In this case, the attack is not massive, but is carried out on a specific person. Typically, such a scheme is used to bypass the company’s protection and conduct a targeted attack. Cyber scammers preliminarily study potential victims using social networks, as well as other services, thereby adapting messages, making them more convincing.
A similar method is used in a phishing attack on top managers and company executives, and in order to get the maximum idea of the personal qualities of a potential victim, scammers spend a lot of time trying to find the most appropriate way to steal confidential information.
Often, phishing attacks are used not to steal personal data, but to harm a particular group of people. To do this, a link is inserted into a phishing message, clicking on which downloads a malicious program to the victim’s computer, with which you can take full control over the user’s computer.
Using this method, which is fairly new, scammers obtain personal data using official websites. Such phishing, when the digital address of the company’s official website on the DNS server is spoofed, and the user is automatically redirected to a fake site, is much more dangerous than traditional methods, since in this case the spoofing is simply impossible to see. Ebay and PayPal have already suffered from such a phishing scheme.
In this case, telephone communication is used, and the phone number itself, which must be called in order to eliminate the “problem”, is indicated in a letter of a notification nature. Further, already directly in the course of a telephone conversation, the scammers ask the user to provide identification data in order to most quickly resolve the issue.
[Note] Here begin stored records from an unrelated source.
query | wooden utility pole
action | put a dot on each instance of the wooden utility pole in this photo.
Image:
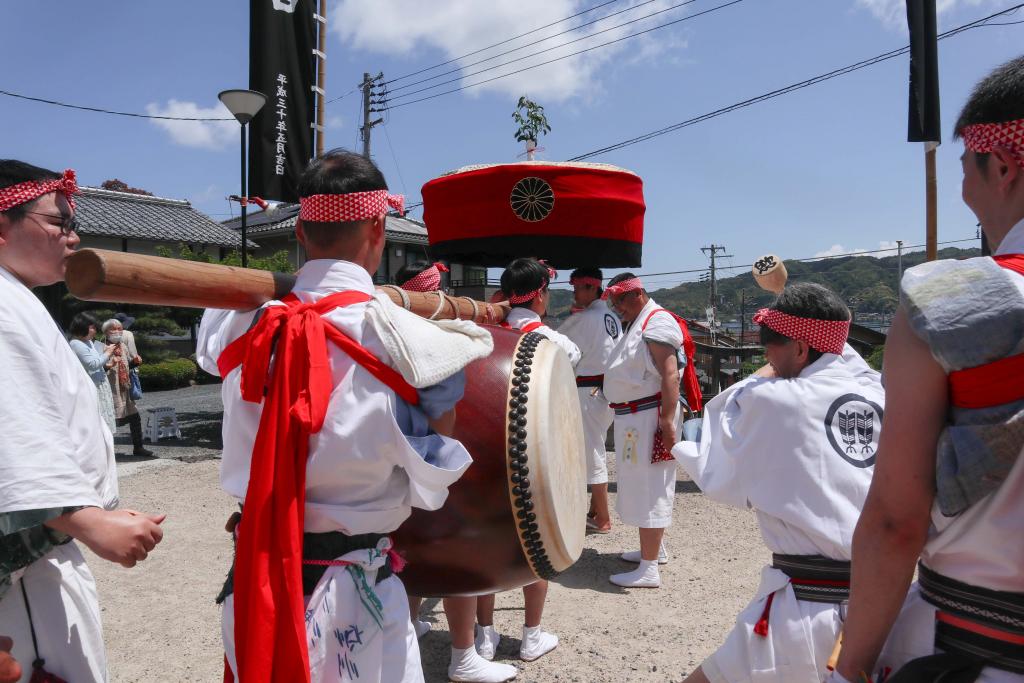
(368, 125)
(931, 200)
(321, 77)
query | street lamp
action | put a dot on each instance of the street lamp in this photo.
(244, 104)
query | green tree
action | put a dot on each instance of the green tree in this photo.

How to protect yourself from phishing
First of all, you should learn how to calculate phishing yourself, and when you receive letters that ask you to “verify” your account, immediately contact the company in order to authenticate the message.
Instead of using hyperlinks, you should manually enter the company’s URL in your browser. The vast majority of messages coming from real services contain certain information that is not available to beginner phishers, such as a name or the last digits of an account, although this only slightly reduces the risks. It is worth noting that a link to a phishing site may also be contained in messages from friends whose accounts have been hacked.
Technical methods for minimizing risks
Many browsers already warn Internet users about phishing threats, for which they maintain their own lists of such sites. Mail services are also fighting, improving spam filters and analyzing phishing emails. Large companies, in order to minimize risks, complicate authorization procedures and improve the protection of personal data.
Information security expert Mikhail Tereshkov, representing JSC ER-Telecom Holding, gives several fairly simple but effective methods of protection against phishing. You need to pay special attention to whether the site has a security certificate that looks like https, and also change the router’s default passwords. When making purchases, it is better not to use public Wi-Fi, and when paying in an unfamiliar online store, you should collect more information about it.
Taking into account the fact that cyber attacks have long entered our lives, qualified protection against cybercriminals has become one of the main tasks of corporations developing e-commerce services, however, ordinary users should not forget about measures that can minimize the risk of falling into the trap of criminals.